Here are some photos of my fig trees that I pruned recently – the three-year-old tree and one-year-old tree. As you can see in the photos, the older and larger trees needed more pruning than the smaller and younger ones.
Here are my last year’s and this year’s pruning cuts – as you can see the last year’s cut is already healed and safely covered by bark. This year’s cut is slowly turning brown and will hopefully heal too.
Some of my trees will also need bending meaning pushing the branches towards the right angle in relation to the trunk. I plan to do it this year and will use water bottles as weights to gently bend the branches towards the right angle ( about 60-70 degrees).
Summer or green pruning, in the late spring and summer, removes water sprouts (water shoots) that exhaust (deplete) the tree and actually do not bear any fruit. Check if any of these are growing on your tree and cut them off as soon as you notice them. Also, remove any leaves that are touching the others in order to control diseases and pests. Summer pruning should be quick and gentle where you will remove leaves or branches that are absolutely essential to remove. Leave hard pruning for the dormant period.
You don’t need a lot or any expensive tools to prune – use garden scissors (pruning shears) for smaller branches and garden loppers for larger branches. You can also use a pruning saw if you need to remove a very thick branch but their cut can be not very clean. The best option for pruning thicker branches is the bypass loppers which are making very good and clean cuts.
In this video I am winter pruning my fig trees, removing some dry branches, inward growing shoots, and shoots that grow directly from the tree trunk – have a look:
Important things to remember when pruning
- Make sure your pruning shears or garden loppers are very sharp.
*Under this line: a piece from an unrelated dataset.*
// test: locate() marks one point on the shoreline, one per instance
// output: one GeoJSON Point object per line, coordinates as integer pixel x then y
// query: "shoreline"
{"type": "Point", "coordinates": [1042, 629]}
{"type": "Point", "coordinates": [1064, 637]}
You can easily sharpen them yourself as you would sharpen any kitchen knife.
- To avoid spreading any disease, make sure you disinfect the pruning shears and garden loppers with alcohol.
- Properly dispose of pruned branches to prevent the spread of disease to healthy trees.
- If you prune a branch that is thicker than 4 cm, coat the cut with grafting wax. This will prevent possible disease.
- As soon as you finish with pruning, apply winter treatment by spraying your trees with oil sprays in order to control diseases and pests. Add some fertilizer soon after.
What happens if you don’t prune fig trees
Pruning fig trees is an essential part of looking after the tree. If you don’t prune it, the tree will grow irregularly. If you don’t cut them back annually you’ll end up a less productive tree, with fewer fruits and shabby foliage. Unpruned figs also have a shorter lifespan.